Naked Science Forum
General Discussion & Feedback => Just Chat! => Topic started by: Pseudoscience-is-malarkey on 26/07/2023 19:33:25
-
Being that you guys ruled a fourth of the planet, that brought a lot of influence to your food. Butter chicken, tikka masala, shrimp vindaloo, fish fry, British jerk chicken, lamb rogan josh, etc. All of which are unhealthy and great in my opinion. Your full English breakfast is the best in the world.
"Britisches Essen ist Scheisse"
"La bonne nourriture n'est pas l'interet primordial des britanniques."
Edit: Maybe it' the names you give them. Spotted Dick, Welsh Rarebit (the "rarebit" is often misread as "rabbit"), eton mess, toad in the hole (Toad!), etc.
-
Not in my opinion. The London curry is the best in the world and although it is referred to as Indian cuisine, it is an English invention pioneered by Bangladeshi immigrants in the east end, as far as I remember. The thought of a London vindaloo has my mouth watering.
-
Here is what one French person on quora replied when I googled your French quote.
The stereotypes have a hard life. England has changed a lot since my first trip in 1969. At that time, "good" eating was not the primary interest of the British, only food. The GB was still in full reconstruction after having provided a gigantic war effort. Do not forget that after the war, this country suffered from rationing much longer than in France. Homes made do with what they could find. You don't develop a culinary art that way. With my student budget, the diet of fish and chips and sandwiches was already depressing after 3 weeks and I became a "subscriber" to Chinese and Indian restaurants. After my studies, I came back and things were improving. Late 70s, I was always amazed by the quality of the products sold in the markets but not by the result on the table of the families who invited me to eat. I'm also not a fan of many of their traditional recipes. Having traveled a lot in Europe, I can say that they have with France the best meats and the best dairy products. In the meantime, the great English travelers have brought home food habits from the countries of southern Europe, of which they are particularly fond, without forgetting the cuisines of the Commonwealth communities. I have never seen so many cooking shows like on British TV channels. You can go to any city in the UK, and you will always find a restaurant where you can eat well.
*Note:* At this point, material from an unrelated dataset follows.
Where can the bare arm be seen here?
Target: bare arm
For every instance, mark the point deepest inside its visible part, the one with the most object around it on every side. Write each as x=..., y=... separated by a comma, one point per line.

As for your German, I am at a loss as to why. Most British food is unhealthy but tasty, fried fish, fried bacon fried mars bars, something to do with the climate requiring a high fat content.
-
Not in my opinion. The London curry is the best in the world and although it is referred to as Indian cuisine, it is an English invention pioneered by Bangladeshi immigrants in the east end, as far as I remember. The thought of a London vindaloo has my mouth watering.
Indian immigrants become doctors and Bangledeshians became cooks.
-
Different circumstances. There was a long tradition in the days of Empire of single, selected Indian students staying and entering the professions, but the more recent arrivals were whole families displaced from Uganda, with an immediate need to make a living, typically as shopkeepers or in the food business, whence some of the children remained in the family business and others studied for the professions.
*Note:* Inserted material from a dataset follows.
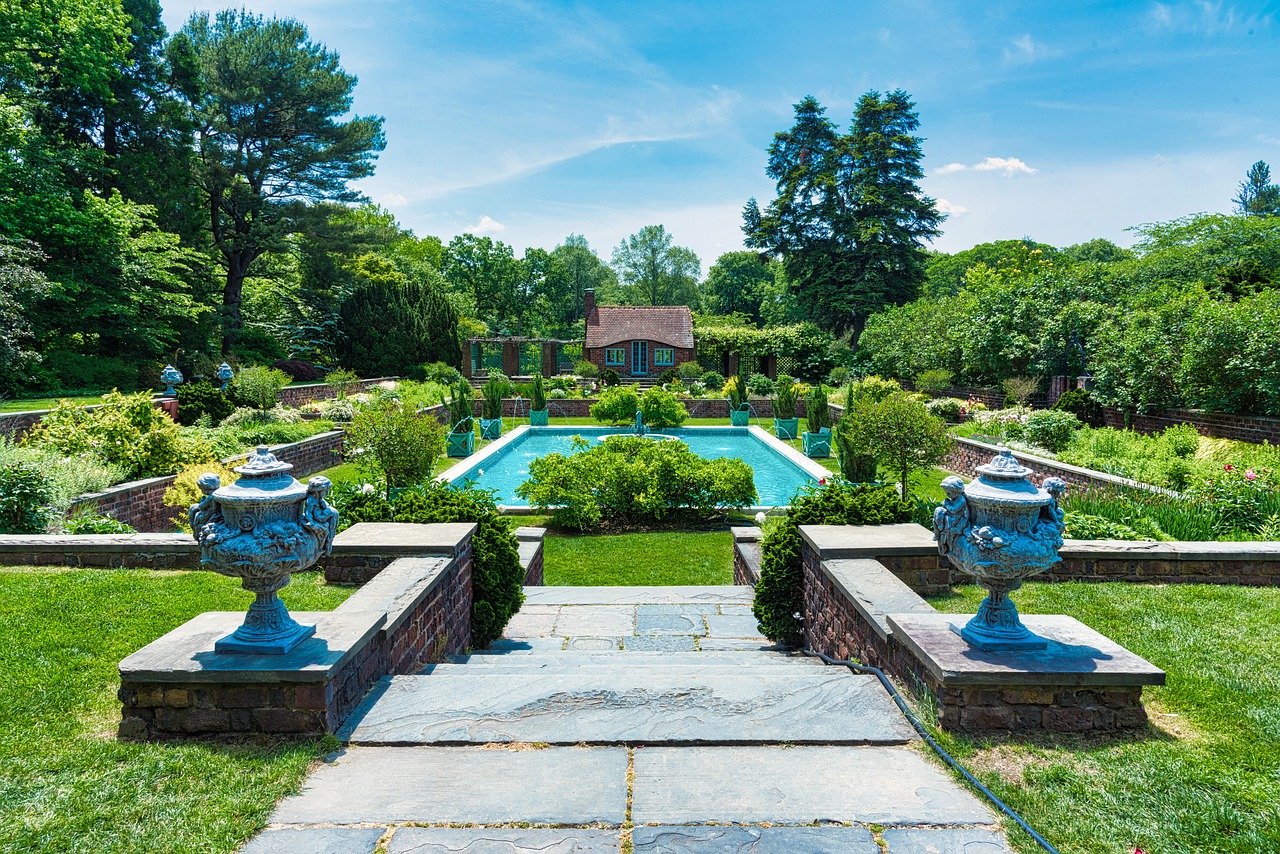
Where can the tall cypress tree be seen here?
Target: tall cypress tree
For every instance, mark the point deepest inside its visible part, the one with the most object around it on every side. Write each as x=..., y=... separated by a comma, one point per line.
x=849, y=219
Sanjeev Bhaskar neatly summed up an entire society in an interview: I told my dad that I wanted to be an actor. He said "In our culture, it is pronounced dentist."
-
Indian immigrants become doctors and Bangledeshians became cooks.
Not really- not least because, at the time when a lot of them came here, Bangladeshis were Indians or east Pakistanis.
Bangladesh didn't gain independence until 1971
-
Not in my opinion. The London curry is the best in the world and although it is referred to as Indian cuisine, it is an English invention pioneered by Bangladeshi immigrants in the east end, as far as I remember. The thought of a London vindaloo has my mouth watering.
Indian immigrants become doctors and Bangledeshians became cooks.
Indian are hindus hindus are vegetarians who venerate cows, Bangladeshi peoples of Islamic faith would cook us tasty beef madras, chicken vindaloo and lamb bhuna. "Indian" in regional orientation is the Indian subcontinent of any faith, possibly running to Burma too. East India is even broader. https://en.m.wikipedia.org/wiki/East_Indies
-
Not all hindus are vegetarian, but the majority of muslims do not drink alcohol, so the British tradition of washing down a lamb jalfresi with IPA (India Pale Ale) requires a degree of cultural flexibility on the part of the restaurateur. A lot of business is about compromise!
If you put your name down at birth, you may eventually get a table at Johney Gurkha, Aldershot. Not sure if it is still the case, but it used to be staffed by off-duty cooks from the Regiment, and from time to time the waiters would entertain with demonstrations of knife skills - mindblowing food and the best-behaved customers!
The British characteristic of culinary selfdeprecation extends well beyond Eton Mess and Turd in the Hole. Traditional Indian Balti was definitely a Birmingham* invention - essentially, student curry cooked in a raw iron pan so it tastes like Irn Bru. Apparently "balti" means "slop bucket" or worse.
*some say Glasgow.
-
Indian are hindus
Not really.
About 1 in 7 is Muslim and about 1 in 40 is Christian.
Mainly, this thread is making me hungry.
-
Yes, it is making me hungry too. Going for a veg vindaloo with pilau rice and a roti tomorrow, yum yum. BC, you are quite right about Bangladesh, I should have used the term Bengalis.
-
Not in my opinion. The London curry is the best in the world and although it is referred to as Indian cuisine, it is an English invention pioneered by Bangladeshi immigrants in the east end, as far as I remember. The thought of a London vindaloo has my mouth watering.
Indian immigrants become doctors and Bangledeshians became cooks.
Also they did not "become" in the UK, they already where, that was the idea of immigration after the wars. In 2 generations the UK lost a considerable amount of man power and had considerable vacancies.
-
I don't think anyone has actually tackled the question yet; here goes.
"Why does British cuisine have such a bad rap?"
Spam fritters.
-
Spam fritters.
American, not British. It's the permanent legacy of WWII.
I play lots of 40's Revival gigs - Miller, Ellington, Basie, etc., and folk like to dress up and dance in period costume, but nobody ever buys a spam fritter or cold fizzy beer.
-
Spam's an American product, but a British icon.
-
You pray to it?
Or do you have a spam icon on your computer?
-
icon
"a person or thing regarded as a representative symbol "
-
Spam fritters.
Oh good lord!?!
-
Spam fritters.
Oh good lord!?!
I rather doubt that He was involved...
-
But if you are going to worship Him by praying before an icon, His Holy Presence will have sanctified the spam fritter
Transubstantiation is the essence of Communion. Pink flesh inside a brittle yellowy skin is indeed the embalmed body of Jesus. Which is why we don't eat pork.
-
I call the communion wafer the "holy poppadum". How about the deep fried and battered mars bar? Scottish invention but by definition of Great Britain, it is obviously British. I don't know which concept nauseates me the most, spam fritters or deep fried mars bars.
-
Mars is an American company. Deep frying their products is a religious practice of Scottish Independents, who do not recognise GB as a cultural entity. Sadly, that, and the eschewing instead of chewing of vegetables, has led to steady decline in public health north of the border.